Арина на минуту задумалась, чертя ногтем по скатерти.

— Александра Владимировна, а Настя сильно кричала?

— Очень, — медленно и красиво ела Саблина.

— Билась до последнего, — закурил папиросу Саблин.

Арина зябко обняла себя за плечи:

— Танечка Бокшеева, когда ее к лопате притянули, в обморок упала. А в печи очнулась и закричала: «Мамочка, разбуди меня!»

— Думала, что это сон? — улыбчиво таращил глаза Румянцев.

— Ага!

— Но это был не сон, — деловито засуетился вокруг блюда Саблин. — Господа, добавки! Торопитесь! Жаркое не едят холодным.

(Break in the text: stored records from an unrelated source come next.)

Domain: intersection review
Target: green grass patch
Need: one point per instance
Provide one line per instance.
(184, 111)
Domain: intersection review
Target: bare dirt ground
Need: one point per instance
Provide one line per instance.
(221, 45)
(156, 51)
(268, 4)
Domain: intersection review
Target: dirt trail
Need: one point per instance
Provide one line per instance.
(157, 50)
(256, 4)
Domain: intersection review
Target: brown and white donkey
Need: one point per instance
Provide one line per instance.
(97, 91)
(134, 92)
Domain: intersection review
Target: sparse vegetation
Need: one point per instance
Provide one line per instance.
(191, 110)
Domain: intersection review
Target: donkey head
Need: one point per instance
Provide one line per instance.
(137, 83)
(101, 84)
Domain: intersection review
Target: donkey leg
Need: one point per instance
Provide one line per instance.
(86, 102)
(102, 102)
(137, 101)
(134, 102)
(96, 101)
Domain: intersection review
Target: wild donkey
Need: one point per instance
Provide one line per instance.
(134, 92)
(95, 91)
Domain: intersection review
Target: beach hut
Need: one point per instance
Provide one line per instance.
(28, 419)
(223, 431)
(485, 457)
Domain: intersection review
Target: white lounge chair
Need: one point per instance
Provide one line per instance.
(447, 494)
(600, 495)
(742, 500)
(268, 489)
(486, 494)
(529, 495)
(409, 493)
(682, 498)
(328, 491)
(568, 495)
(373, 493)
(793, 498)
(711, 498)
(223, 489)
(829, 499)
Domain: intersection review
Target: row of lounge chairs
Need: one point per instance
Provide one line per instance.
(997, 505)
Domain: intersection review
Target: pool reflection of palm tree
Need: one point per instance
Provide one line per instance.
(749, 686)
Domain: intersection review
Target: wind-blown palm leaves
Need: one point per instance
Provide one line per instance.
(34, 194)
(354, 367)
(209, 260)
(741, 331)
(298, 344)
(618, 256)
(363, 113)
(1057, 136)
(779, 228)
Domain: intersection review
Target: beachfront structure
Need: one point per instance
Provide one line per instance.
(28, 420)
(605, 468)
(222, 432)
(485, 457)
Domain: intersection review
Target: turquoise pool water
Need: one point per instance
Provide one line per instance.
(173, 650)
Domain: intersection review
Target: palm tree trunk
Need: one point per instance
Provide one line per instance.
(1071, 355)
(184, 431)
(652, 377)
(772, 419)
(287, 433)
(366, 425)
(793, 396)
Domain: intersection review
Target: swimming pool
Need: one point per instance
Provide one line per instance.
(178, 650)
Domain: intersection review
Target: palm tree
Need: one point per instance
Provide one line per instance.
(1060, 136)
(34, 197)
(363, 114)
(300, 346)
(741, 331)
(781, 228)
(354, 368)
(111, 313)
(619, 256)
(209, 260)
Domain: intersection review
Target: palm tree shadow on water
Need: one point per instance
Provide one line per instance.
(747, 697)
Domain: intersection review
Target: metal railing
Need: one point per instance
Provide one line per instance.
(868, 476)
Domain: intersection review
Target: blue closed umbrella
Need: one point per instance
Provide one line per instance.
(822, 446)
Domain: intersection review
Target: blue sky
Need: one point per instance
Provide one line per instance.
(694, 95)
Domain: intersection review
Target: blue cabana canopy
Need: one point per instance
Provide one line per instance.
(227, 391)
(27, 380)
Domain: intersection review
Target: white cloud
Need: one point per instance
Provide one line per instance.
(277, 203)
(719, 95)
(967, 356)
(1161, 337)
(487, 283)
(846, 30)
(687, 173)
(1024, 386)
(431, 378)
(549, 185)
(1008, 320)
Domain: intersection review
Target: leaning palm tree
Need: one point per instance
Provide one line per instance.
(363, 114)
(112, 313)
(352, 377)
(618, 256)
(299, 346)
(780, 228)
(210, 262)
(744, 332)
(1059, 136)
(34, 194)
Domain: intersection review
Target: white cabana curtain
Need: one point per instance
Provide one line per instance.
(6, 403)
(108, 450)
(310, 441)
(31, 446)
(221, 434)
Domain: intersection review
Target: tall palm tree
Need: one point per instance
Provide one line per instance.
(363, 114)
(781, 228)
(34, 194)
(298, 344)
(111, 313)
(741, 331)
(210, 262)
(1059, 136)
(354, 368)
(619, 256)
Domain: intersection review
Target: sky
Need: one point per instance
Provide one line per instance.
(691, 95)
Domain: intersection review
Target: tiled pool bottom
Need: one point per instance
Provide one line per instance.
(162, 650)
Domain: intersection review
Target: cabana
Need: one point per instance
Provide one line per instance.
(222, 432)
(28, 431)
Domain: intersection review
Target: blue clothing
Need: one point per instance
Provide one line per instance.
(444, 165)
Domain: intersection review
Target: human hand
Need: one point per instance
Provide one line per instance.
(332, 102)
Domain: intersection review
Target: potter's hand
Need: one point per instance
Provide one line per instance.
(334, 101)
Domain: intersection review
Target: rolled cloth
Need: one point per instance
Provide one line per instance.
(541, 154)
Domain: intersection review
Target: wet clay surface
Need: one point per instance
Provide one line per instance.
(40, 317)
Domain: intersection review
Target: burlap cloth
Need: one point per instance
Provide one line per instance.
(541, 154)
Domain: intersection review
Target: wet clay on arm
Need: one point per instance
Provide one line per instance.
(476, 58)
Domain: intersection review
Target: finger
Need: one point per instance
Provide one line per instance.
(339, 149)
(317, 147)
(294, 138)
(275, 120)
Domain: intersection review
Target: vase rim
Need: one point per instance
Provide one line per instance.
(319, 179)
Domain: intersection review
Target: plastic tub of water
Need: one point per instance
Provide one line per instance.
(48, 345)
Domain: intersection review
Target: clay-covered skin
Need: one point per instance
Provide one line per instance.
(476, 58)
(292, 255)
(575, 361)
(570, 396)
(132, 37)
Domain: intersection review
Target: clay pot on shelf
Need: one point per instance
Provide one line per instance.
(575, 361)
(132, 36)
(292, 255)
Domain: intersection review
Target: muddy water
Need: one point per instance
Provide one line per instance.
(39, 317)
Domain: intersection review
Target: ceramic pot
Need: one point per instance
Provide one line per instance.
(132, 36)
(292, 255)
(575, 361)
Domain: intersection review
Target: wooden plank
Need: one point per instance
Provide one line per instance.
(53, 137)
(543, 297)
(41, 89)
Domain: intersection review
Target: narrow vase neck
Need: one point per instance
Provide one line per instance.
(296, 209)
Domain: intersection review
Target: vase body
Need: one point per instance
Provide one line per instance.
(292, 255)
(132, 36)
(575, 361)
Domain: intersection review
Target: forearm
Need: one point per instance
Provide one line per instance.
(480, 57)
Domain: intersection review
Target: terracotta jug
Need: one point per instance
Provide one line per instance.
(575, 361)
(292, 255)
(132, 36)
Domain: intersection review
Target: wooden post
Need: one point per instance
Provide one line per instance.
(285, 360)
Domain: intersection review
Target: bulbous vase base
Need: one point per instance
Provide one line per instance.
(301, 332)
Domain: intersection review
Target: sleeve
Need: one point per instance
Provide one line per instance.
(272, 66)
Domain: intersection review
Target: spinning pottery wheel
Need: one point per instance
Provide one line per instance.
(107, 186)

— С удовольствием, — протянул тарелку отец Андрей. — Есть надо хорошо и много.

— В хорошее время и в хорошем месте. — Мамут тоже протянул свою.

— И с хорошими людьми! — Румянцева последовала их примеру.

Саблин кромсал еще теплую Настю.

— Durch Leiden Freude.

— Вы это серьезно? — раскуривал потухшую сигару Мамут.

— Абсолютно.

— Любопытно! Поясните, пожалуйста.

— Боль закаляет и просветляет. Обостряет чувства. Прочищает мозги.

— Чужая или своя?

— В моем случае — чужая.

— Ах, вот оно что! — усмехнулся Мамут. — Значит, вы по-прежнему — неисправимый ницшеанец?

— И не стыжусь этого.

Мамут разочарованно выпустил дым.

— Вот те на! А я-то надеялся, что приехал на ужин к такому же, как я, гедонисту. Значит, вы зажарили Настю не из любви к жизни, а по идеологическим соображениям?

— Я зажарил свою дочь, Дмитрий Андреевич, из любви к ней. Можете считать меня в этом смысле гедонистом.

— Какой же это гедонизм? — желчно усмехнулся Мамут. — Это толстовщина чистой воды!

— Лев Николаевич пока еще не жарил своих дочерей, — деликатно возразил Лев Ильич.